Is it overfitting?

ksksingh022 · August 31, 2019, 1:28pm

See the results i am getting. Please tell me whats happening internally i just can’t understand whats going on? doubt_deep_learnig

KevinB · August 31, 2019, 3:37pm

Hmm, I would look for data leakage. Not sure what you’re training but it looks like maybe your validation set has the same content maybe? That’d be my first check at least.

ksksingh022 · August 31, 2019, 4:12pm

This is the batch. These are the images of cracks on walls I have chesked the dataset most of the images looks quite similar although they differ a bit.
i got the dataset friom here - https://data.mendeley.com/datasets/5y9wdsg2zt/2

KevinB · August 31, 2019, 6:28pm

Can you share the code you are using to create your databunch and learner?

ksksingh022 · August 31, 2019, 11:24pm

data=ImageDataBunch.from_folder(path,train=’.’,valid_pct=0.2,ds_tfms=get_transforms(),size=224,num_workers=4).normalize(imagenet_stats)

learn=create_cnn(data,models.resnet34,metrics=error_rate)

KevinB · September 1, 2019, 2:14am

“The dataset is generated from 458 high-resolution images (4032x3024 pixel) with the method proposed by Zhang et al (2016).”

I am guessing this is the issue you’re running into. Is there a train and test folder? You may need to define your dataset slightly different if they expect you to only use training images for training and test for validation or something.

ksksingh022 · September 1, 2019, 6:20am

actually the dataset has 40000 images, i dont have that much computation power so i was trying to create classifiers by randomly choosing 200 images from each category so total 400 images. It didn’t had any seperate train and test folder.
I am unable to understand what had happened train loss is larger than validation loss and also 0 error_rate

KevinB · September 1, 2019, 6:21am

right, the dataset has 40000 images, but they are all generated from 458 high-resolution images (assuming I’m reading that correctly).

ksksingh022 · September 1, 2019, 6:23am

so what can i understand from this?

KevinB · September 1, 2019, 6:27am

Originally, there were 458 images.
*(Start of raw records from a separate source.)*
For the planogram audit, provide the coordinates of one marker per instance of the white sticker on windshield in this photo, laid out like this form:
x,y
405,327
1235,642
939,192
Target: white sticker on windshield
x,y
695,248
My guess is that they split this into a training set and validation set then they did whatever method Zhang et al (2016) proposes to generate the 40000 images. So you are taking those 40000 and splitting it into a train and validation set which are going to have some of the 458 in both the train and validation sets.

ksksingh022 · September 1, 2019, 6:29am

okay… So what can be the appropriate way to train model in such databases?
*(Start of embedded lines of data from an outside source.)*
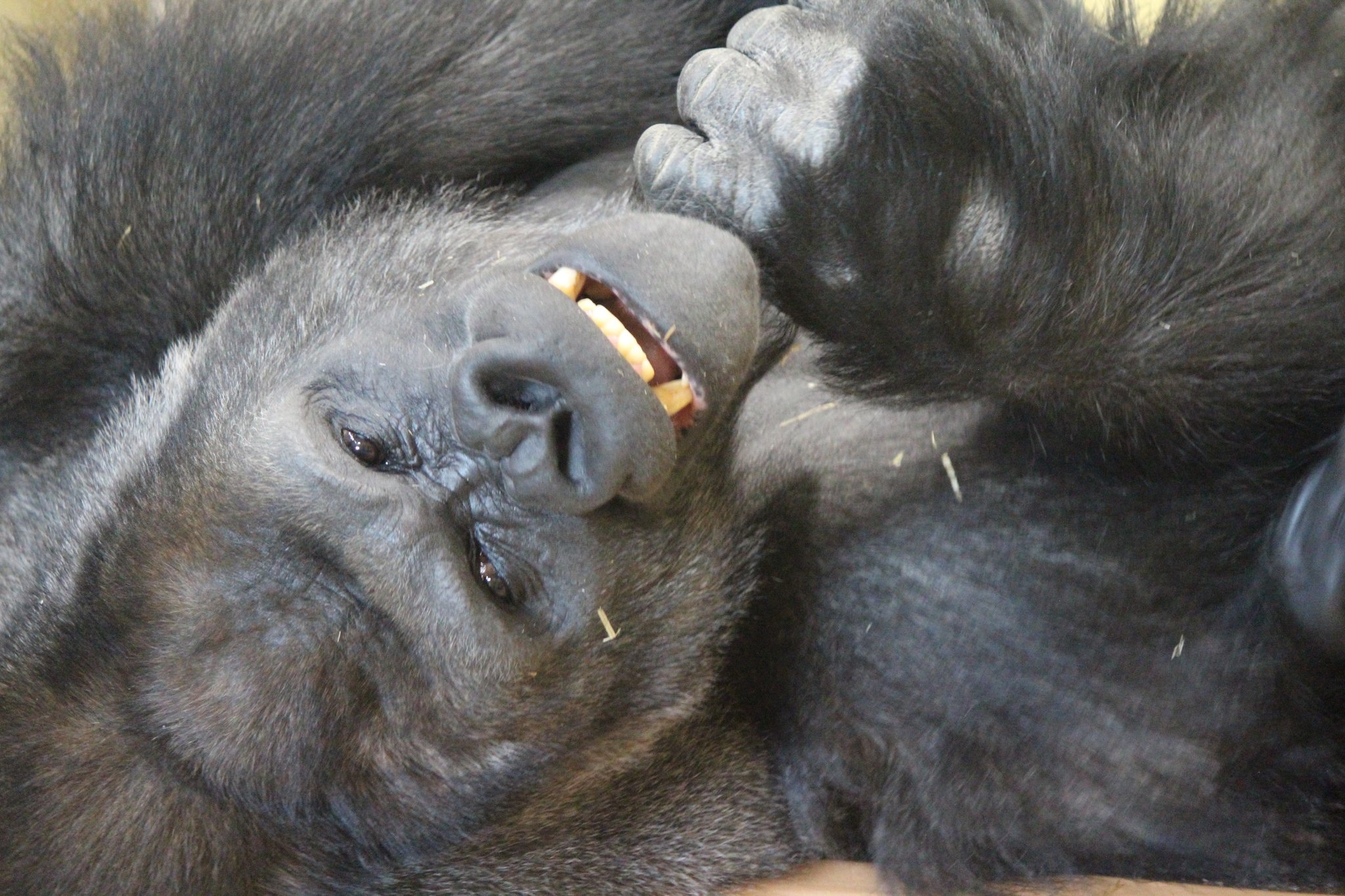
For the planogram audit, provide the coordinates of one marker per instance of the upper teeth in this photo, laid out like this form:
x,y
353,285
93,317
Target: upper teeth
x,y
571,282
674,395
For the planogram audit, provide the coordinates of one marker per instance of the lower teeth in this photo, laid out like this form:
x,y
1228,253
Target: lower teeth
x,y
674,395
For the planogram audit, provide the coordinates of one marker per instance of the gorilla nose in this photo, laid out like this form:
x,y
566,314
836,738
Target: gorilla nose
x,y
542,393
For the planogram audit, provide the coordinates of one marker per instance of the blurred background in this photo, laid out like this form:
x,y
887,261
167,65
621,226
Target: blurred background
x,y
47,11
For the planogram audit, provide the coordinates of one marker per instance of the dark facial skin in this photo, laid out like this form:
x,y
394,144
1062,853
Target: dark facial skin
x,y
317,501
390,578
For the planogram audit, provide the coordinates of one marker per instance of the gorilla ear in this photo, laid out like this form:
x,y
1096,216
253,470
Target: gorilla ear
x,y
1310,554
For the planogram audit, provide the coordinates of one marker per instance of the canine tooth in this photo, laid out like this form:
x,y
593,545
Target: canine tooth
x,y
621,337
568,280
674,395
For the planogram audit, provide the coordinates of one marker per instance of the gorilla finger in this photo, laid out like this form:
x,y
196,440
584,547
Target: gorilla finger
x,y
681,172
772,33
716,92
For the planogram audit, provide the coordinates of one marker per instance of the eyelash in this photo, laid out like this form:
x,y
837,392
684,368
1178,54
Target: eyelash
x,y
489,574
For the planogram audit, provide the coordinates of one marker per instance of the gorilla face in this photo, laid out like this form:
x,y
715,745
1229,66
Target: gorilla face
x,y
382,558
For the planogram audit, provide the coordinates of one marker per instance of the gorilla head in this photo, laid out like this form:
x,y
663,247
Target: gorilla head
x,y
393,486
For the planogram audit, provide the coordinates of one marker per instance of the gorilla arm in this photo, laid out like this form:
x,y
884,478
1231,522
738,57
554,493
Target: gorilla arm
x,y
1138,244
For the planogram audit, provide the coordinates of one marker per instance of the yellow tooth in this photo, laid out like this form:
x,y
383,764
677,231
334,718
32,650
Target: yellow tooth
x,y
674,395
621,339
568,280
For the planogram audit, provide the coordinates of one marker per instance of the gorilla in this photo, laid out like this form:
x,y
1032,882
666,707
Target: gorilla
x,y
342,553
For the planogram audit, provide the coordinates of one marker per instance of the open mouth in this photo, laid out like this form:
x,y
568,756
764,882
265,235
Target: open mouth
x,y
636,340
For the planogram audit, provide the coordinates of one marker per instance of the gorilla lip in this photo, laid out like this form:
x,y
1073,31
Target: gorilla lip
x,y
635,341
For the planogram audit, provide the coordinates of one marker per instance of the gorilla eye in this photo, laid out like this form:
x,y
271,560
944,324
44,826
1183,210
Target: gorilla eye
x,y
365,449
490,576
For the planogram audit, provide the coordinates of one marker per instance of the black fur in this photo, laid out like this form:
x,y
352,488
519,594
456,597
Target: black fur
x,y
1102,276
1122,264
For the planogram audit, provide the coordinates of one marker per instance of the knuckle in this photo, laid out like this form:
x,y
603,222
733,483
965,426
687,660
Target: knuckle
x,y
766,30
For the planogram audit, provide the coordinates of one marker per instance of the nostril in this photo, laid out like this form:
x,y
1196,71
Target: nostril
x,y
519,393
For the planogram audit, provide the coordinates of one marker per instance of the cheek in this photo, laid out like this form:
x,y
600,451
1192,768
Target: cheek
x,y
252,700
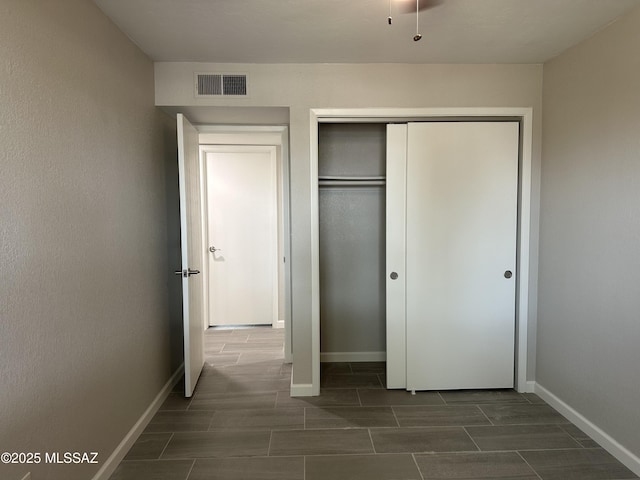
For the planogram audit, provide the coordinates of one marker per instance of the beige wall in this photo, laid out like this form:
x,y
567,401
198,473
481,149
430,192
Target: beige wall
x,y
84,335
589,294
304,86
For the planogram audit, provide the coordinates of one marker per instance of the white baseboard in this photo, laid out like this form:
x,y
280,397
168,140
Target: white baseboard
x,y
606,441
528,387
111,463
353,357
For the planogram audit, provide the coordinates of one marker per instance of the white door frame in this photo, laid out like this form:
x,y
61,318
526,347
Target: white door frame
x,y
381,115
276,136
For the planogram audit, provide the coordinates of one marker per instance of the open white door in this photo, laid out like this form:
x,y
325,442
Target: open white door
x,y
191,245
242,233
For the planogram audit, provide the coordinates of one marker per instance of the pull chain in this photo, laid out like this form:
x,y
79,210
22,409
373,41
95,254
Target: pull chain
x,y
417,36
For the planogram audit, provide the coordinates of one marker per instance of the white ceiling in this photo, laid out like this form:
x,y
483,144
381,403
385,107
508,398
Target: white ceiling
x,y
356,31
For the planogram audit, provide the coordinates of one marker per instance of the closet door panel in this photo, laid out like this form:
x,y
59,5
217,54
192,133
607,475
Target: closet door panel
x,y
396,254
461,239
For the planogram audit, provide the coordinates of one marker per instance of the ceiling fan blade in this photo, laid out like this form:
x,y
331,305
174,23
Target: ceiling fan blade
x,y
409,6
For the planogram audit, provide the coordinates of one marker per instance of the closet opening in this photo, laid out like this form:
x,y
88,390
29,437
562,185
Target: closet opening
x,y
322,121
352,244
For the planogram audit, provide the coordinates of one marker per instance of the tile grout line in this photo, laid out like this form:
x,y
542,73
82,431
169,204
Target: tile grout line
x,y
371,440
395,416
485,415
166,445
193,464
270,438
471,438
528,464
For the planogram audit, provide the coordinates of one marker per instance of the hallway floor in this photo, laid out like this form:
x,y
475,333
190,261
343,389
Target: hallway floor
x,y
241,424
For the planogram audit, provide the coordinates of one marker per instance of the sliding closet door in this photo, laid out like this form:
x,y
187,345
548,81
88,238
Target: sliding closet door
x,y
461,210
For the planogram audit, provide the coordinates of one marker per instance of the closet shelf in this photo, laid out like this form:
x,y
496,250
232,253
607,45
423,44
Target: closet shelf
x,y
350,181
358,178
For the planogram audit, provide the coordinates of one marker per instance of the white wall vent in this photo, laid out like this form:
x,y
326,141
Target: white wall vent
x,y
221,84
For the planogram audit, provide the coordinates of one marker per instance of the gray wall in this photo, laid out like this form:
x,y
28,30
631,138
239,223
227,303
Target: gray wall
x,y
84,339
352,240
589,290
304,86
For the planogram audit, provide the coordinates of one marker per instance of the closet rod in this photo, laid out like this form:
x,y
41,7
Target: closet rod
x,y
343,178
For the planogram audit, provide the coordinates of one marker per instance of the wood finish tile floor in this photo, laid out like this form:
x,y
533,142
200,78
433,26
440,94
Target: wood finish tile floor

KevinB · September 1, 2019, 6:30am

Let me download the dataset quick and make sure I’m not completely wrong first.

KevinB · September 1, 2019, 6:47am

I would say if this is for learning, I would find a different dataset only because they are generating these from 458 images and they don’t have any validation set set aside. I see a few images that definitely confirm my thoughts on what is happening though. Here are three:

So if one of these was placed in the validation set and the other two were put into the training set, it would be a lot easier for the model to figure out because of the similar features present in these images.

If you really want to see how this model does, you may need to find images of cracked concrete on google images or take some pictures on your own of cracked concrete (and non-cracked) and use those. Probably will need to put your own data together though to really validate that your model is improving.

ksksingh022 · September 1, 2019, 6:52am

Oh now I got it. Thanks for the help.